Compute similarity and distance measures using textstat_simil or textstat_dist, optionally routing additional CPU threads through quanteda's built-in OpenMP backend.

Usage

calculate_similarity(x, ncores = 1, ...)

calculate_distance(x, ncores = 1, ...)

Arguments

x

A quanteda dfm object.

ncores

Integer. Number of threads to pass to quanteda::quanteda_options() for the duration of the call. Defaults to 1 (quanteda's own default). The setting is restored on exit so it does not affect the caller's global state.

...

Additional arguments passed to textstat_simil or textstat_dist.

Value

A sparse matrix as S4 class following textstat_simil or textstat_dist from the Matrix package.

Details

Earlier versions of these functions attempted to parallelise by splitting the input dfm by rows and computing partial matrices on separate workers. That approach is fundamentally incorrect: each chunk only sees its own documents, so cross-chunk pairs are never evaluated and the merged result is block-diagonal rather than a true full pairwise matrix.
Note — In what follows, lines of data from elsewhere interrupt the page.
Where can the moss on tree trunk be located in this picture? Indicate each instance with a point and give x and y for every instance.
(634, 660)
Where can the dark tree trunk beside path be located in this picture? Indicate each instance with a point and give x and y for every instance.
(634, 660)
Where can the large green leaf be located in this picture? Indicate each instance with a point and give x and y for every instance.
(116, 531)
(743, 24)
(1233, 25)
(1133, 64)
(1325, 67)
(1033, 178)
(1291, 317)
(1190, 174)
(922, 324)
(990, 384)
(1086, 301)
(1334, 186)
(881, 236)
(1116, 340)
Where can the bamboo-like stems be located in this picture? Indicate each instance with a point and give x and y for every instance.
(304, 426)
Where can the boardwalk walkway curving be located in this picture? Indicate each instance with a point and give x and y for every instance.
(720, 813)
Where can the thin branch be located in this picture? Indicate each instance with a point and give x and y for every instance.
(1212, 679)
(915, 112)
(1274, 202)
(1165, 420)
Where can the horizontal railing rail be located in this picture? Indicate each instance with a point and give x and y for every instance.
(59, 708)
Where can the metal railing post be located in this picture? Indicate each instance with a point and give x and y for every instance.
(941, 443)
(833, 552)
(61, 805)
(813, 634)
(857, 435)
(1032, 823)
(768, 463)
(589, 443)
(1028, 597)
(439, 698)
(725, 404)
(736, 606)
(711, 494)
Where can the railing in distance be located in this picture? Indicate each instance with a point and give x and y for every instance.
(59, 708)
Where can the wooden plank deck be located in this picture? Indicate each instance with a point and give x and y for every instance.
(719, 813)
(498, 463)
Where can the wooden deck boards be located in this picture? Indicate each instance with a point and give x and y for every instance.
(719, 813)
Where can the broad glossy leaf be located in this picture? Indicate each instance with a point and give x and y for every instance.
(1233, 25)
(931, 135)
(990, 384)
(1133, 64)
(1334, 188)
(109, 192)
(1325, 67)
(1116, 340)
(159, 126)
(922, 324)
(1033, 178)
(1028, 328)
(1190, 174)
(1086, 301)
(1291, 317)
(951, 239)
The correct parallelism for all-pairs similarity/distance is at the linear-algebra level, which quanteda already implements internally via OpenMP. Setting ncores > 1 therefore exposes that mechanism rather than introducing an external worker pool.

If a second matrix (y) is not provided, the output is forced into a symmetric structure using forceSymmetric and packed into a dspMatrix for memory efficiency. The result is wrapped into the appropriate quanteda.textstats S4 class (textstat_simil or textstat_dist).

Examples

dfmat <- quanteda::dfm(quanteda::tokens(c(
  "this is a test", "another document",
  "more text here", "testing similarity"
)))

result_simil <- calculate_similarity(dfmat,
                                     margin = "documents",
                                     method = "cosine")
#> 
#> ── Calculating similarity ──
#> 
#>  textstat_simil() called with the following parameters
#> → margin = documents
#> → method = cosine
#>  Using 1 thread(s) via quanteda
#>  Done

result_dist <- calculate_distance(dfmat,
                                  margin = "documents",
                                  method = "euclidean")
#> 
#> ── Calculating distance ──
#> 
#>  textstat_dist() called with the following parameters
#> → margin = documents
#> → method = euclidean
#>  Using 1 thread(s) via quanteda
#>  Done